On connaît la chanson : malgré l’expérience, il faut le regard neuf et enthousiaste d’un Jeune pour sortir un Vieux de la stase prudente dans laquelle la vie l’a plongé. L’argument date de Mathusalem, et, malgré un personnage principal de Vieux plus subtil qu’à l’accoutumée, ce n’est pas Hôtel Transylvanie qui va le révolutionner. La continuité dans le changement, en somme.
Le Comte Dracula est un homme (un vampire) meurtri. Son épouse (vampire également, semble-t-il) lui a été ravie par des villageois malveillants, pourvus de torches et de fourches comme il se doit. Fort heureusement, il lui reste la jeune et jolie Mavis qui, à l’âge de 118 ans, en paraît 18. Ils vivent tous les deux dans l’Hôtel Transylvania, place forte reculée interdite aux mortels, ces monstres vampiricides, et qui va accueillir, pour l’anniversaire de la petite, toute la fine fleur de la monstruosité. Problème : un jeune humain imbécile blasé n’ayant peur de rien va se pointer et mettre en danger la prudente propagande soutenue par le vieux vampire, selon laquelle les humains sont des brutes dangereuses. Il n’en faut pas plus pour tournebouler la jeune Mavis…
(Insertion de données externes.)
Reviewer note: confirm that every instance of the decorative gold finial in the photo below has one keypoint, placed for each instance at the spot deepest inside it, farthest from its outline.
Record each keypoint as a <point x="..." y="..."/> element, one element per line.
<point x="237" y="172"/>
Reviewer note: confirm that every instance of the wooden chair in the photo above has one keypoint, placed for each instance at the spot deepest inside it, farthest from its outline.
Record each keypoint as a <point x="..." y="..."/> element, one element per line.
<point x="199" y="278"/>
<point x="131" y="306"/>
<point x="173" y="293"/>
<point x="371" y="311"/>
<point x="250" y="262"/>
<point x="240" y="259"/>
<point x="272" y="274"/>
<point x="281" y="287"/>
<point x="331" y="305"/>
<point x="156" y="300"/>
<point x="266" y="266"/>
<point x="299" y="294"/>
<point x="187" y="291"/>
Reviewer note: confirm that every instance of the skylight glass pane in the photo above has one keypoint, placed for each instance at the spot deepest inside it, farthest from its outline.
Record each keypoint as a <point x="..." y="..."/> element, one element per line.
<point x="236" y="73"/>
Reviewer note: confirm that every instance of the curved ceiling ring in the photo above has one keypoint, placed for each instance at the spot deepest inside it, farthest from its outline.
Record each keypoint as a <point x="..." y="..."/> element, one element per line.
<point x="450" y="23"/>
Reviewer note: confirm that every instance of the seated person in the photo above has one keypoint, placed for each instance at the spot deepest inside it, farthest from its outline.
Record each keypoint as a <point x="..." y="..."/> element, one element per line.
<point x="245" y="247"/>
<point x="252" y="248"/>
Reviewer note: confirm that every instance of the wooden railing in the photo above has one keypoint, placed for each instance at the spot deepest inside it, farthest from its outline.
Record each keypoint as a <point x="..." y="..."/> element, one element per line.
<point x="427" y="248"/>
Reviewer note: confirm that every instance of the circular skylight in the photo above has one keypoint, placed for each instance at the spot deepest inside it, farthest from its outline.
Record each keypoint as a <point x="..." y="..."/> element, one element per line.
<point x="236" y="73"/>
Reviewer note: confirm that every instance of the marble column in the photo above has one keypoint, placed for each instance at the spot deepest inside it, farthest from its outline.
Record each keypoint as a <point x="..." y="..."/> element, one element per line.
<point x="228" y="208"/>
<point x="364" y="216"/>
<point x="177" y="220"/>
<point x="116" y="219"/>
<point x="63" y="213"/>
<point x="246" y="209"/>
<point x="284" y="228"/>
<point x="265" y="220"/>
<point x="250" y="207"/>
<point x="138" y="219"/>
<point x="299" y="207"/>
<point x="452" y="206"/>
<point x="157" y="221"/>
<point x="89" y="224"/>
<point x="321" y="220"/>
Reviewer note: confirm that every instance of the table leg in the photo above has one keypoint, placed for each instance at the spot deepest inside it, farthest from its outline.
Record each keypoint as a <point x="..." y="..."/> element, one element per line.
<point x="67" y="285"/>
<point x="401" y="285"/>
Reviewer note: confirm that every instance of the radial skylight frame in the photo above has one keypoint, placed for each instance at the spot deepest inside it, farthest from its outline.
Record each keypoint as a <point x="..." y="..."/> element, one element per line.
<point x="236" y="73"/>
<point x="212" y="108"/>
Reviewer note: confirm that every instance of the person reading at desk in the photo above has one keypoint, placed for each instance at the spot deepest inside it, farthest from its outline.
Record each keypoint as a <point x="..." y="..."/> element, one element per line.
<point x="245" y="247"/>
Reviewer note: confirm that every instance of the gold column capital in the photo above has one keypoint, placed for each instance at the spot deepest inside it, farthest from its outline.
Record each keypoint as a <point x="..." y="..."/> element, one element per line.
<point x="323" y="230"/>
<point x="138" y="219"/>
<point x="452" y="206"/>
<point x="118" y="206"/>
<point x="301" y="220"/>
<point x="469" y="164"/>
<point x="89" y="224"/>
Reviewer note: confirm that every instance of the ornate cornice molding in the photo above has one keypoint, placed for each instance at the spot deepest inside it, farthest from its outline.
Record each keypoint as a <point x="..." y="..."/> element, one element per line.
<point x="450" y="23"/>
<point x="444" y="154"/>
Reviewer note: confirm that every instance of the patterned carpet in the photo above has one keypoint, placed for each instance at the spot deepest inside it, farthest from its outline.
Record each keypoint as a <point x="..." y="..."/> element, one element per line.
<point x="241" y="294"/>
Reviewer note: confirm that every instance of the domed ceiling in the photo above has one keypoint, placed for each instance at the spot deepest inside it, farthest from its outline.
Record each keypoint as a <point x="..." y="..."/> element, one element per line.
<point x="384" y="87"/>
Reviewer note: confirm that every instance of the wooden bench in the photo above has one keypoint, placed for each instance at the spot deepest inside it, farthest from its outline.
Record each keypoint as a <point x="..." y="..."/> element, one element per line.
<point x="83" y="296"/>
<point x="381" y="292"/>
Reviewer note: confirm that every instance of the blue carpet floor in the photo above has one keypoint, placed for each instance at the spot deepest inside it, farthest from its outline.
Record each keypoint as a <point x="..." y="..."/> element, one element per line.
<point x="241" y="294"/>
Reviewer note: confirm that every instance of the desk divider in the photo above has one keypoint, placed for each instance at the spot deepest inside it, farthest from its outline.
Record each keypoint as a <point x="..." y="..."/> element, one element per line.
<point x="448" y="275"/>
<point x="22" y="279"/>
Nous sommes donc en terrain connu : le Vieux, c’est notre bon Dracula, inconsolable veuf humanophobe, le Jeune, Jonathan, bonne volonté, sac à dos rempli de chaussettes puantes et gadgets technologiques à foison. Le second va montrer au premier son erreur : les humains sont devenus gentils, si si. Hôtel Transylvanie ne s’embarrasse pas de scrupules narratifs : l’important est de s’attacher son public cible, les Jeunes qui n’ont de cesse de montrer à leurs Vieux à quel point ils sont coincés dans le passé, et qu’ils ont la solution à tous les problèmes : « laisse couler ». Pour preuve, la jeune Mavis est interprétée vocalement par Selena Gomez, idole ado, compagne occasionnelle de la mèche de cheveux la plus connue de la planète, Justin Bieber (Miley « Hannah Montana » Cyrus ayant un temps été annoncée pour le rôle). Pour le reste, Hôtel Transylvania passe consciencieusement à côté de son idée-gimmick de réunir la gent monstrueuse : elle suffit cependant à remplir le cahier des charges magique dû à la génération Twilight / Harry Potter.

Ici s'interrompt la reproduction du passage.